O caso do todos gritam: não há segurança, os assaltos se repetem e o Poder Público é incapaz de conter a criminalidade. Na Ribeirânia os moradores de uma rua gritaram e, com razão, se defenderam.
O Poder Público, com razão, verificou que a defesa, em forma de uma guarita com guarda, era ilegal. E a Justiça, com razão e força de lei, mandou derrubar a minifortaleza. A Constituição garante o direito de ir-e-vir. O espaço público não pode ser obstruído. Mas a Constituição também garante a segurança dos cidadãos. Ninguém pode assaltar. Princípios elementares de urbanismo ensinam que “barreiras arquitetônicas” não devem dificultar ou por em perigo os transeuntes.

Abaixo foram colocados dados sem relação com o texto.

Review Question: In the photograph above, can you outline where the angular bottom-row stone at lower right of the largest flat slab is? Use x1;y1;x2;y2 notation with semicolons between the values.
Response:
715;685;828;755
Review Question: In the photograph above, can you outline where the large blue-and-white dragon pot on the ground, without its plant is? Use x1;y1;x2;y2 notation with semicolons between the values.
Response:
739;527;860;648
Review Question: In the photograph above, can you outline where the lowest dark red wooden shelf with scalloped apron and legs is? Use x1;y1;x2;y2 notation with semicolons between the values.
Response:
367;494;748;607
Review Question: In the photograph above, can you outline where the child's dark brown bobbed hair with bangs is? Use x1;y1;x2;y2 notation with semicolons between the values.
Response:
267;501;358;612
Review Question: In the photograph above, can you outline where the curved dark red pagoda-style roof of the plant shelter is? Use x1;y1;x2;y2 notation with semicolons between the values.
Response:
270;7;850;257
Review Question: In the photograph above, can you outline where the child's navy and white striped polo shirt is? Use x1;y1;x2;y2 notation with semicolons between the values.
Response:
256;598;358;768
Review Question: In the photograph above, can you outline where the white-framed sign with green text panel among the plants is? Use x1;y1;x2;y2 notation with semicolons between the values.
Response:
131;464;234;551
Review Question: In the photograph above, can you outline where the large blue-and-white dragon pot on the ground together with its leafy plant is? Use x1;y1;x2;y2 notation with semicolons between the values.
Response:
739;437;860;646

A Lei é perfeita, difícil é o Estado e o Cidadão cumpri-la. Com tantas leis estamos no reino do salve-se quem puder.
Pobres não podem contratar advogados que os defendam de crimes supostos ou reais. Curtem a cadeia que avilta a dignidade ou caem no mundo. Fogem e recomeçam a vida marginalmente.
Ricos, cansados da violência que tiram seus bens e ameaçam suas vidas (e muitos morrem ou não se recuperam dos traumas da bandidagem mais cruel) defendem-se contratando seguranças e, nos casos extremos, passando por cima da lei. O resultado: nem lei nem rei.